Antwerp has also been hit by the decision of the Diamond Trading Company to move its operations to Botswana since the transfer further emphasizes the declining importance of Europe as a whole, and underlines the growing role of Africa in the global industry. “I must say there is a feeling that this is the start of the end of Belgian and European influence,” said a senior manager of a large Belgian company. “I have been involved in the diamond business for just over 30 years and I have never experienced the feeling that we have an Antwerp now. Somehow we gave away our place. We have many advantages here but that is just not what people feel. There is a sort of feeling of decline in the air,” he added.

The Antwerp World Diamond Council last year announced the strategic master plan 2020 aimed at extending Antwerp's role in the global diamond sector. AWDC, which represents some 1,850 trading companies based in the north Belgium port city, said it aimed to create new 4,000 jobs in the sector in Antwerp by 2020. “The position of Antwerp as the world's largest diamond trading centre is going to remain strong for years to come. I do not want to comment on the number of companies that shifted from Antwerp to Dubai, but it is difficult for traders to shift overnight as they have their social and family set up there,” said Meeus, who is also implementing a master plan for Dubai's diamond sector. “Dubai has become the destination of choice for diamond traders in India and Belgium due to its strategic location and tax-free business regime.”

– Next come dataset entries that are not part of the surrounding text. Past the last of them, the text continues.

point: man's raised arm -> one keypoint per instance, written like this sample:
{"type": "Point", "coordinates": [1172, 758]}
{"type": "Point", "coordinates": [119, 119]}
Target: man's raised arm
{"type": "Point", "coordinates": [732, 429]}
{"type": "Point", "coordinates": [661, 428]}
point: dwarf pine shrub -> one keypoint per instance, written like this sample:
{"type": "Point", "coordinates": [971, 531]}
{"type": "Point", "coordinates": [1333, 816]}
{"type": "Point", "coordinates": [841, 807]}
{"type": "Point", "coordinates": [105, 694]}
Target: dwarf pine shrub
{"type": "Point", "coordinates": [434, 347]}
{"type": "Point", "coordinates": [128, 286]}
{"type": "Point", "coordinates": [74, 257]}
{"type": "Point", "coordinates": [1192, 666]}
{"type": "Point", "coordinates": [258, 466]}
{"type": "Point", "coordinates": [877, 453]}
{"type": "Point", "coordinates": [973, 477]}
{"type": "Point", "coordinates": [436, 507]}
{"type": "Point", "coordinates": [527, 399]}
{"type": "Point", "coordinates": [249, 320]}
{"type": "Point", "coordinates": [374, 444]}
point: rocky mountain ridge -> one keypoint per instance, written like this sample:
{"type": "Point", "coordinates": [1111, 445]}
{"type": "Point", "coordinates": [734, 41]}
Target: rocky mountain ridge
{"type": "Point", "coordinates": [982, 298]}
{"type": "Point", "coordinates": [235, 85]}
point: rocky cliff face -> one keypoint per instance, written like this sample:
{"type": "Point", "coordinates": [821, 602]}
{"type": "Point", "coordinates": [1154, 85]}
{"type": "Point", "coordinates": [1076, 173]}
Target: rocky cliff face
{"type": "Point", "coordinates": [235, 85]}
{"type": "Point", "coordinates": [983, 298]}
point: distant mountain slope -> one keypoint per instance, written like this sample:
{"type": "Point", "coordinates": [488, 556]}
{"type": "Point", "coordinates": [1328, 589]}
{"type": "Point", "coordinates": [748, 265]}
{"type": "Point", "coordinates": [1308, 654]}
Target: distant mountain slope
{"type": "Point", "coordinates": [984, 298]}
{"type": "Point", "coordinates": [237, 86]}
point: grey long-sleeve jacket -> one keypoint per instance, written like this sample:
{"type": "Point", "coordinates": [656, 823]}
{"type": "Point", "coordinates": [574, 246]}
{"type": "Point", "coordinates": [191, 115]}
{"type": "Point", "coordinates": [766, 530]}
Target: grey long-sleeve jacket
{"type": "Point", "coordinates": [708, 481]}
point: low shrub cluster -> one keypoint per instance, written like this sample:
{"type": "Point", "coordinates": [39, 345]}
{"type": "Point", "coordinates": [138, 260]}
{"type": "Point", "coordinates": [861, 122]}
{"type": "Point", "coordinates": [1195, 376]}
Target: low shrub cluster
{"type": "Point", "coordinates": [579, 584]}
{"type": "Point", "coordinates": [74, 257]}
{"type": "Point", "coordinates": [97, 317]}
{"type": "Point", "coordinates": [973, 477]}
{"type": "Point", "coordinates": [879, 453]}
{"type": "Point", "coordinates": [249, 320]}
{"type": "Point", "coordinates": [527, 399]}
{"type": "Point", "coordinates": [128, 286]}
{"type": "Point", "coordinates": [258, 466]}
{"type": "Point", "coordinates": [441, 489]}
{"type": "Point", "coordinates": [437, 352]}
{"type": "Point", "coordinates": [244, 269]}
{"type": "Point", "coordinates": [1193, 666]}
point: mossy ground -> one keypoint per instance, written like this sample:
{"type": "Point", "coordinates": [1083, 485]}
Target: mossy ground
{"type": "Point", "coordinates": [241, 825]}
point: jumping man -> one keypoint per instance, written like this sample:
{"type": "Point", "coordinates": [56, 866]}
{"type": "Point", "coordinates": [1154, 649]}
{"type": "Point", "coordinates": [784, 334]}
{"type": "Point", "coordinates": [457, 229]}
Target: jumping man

Rohit Mehta, president of Southern Gujarat Chamber of Commerce and Industry, said, “Dubai is a promising destination for diamond trading companies as it offers tax-free environment and is strategically located. It is a gateway to African countries including Botswana and thus many Indian companies are vying for space in Dubai.” And Gipesh Babavia of Super Jewels in Dubai said that doing business in the emirate was safe and secure. “It's a good place for business to be located.”

First Dubai Diamond Conference Stresses Silk Route History
The Dubai Diamond Conference 2013 in March further underlined the changing environment of the world’s diamond industry. It also played on the idea of Dubai as the new Silk Route, the legendary path travelled by traders from China to Europe centuries ago.

The opening speeches at the conference showed that that Dubai's aim is to replace Antwerp as the leading rough diamond center. As DMCC Executive Chairman Ahmed Bin Sulayem said, “The global diamond industry is no longer dominated by Western countries.” Dubai Diamond Exchange Chairman Peter Meeus rubbed that in in a review of Dubai's growth over the past few years, by showing the audience an article from a leading Belgian newspaper that described the decline of Antwerp as a trading center. “Dubai is ideally positioned, geographically and operationally to serve a pivotal role in this ever-changing landscape. We are truly at the centre of the 'New Silk Road' and will bring it to its full potential,” said Meeus.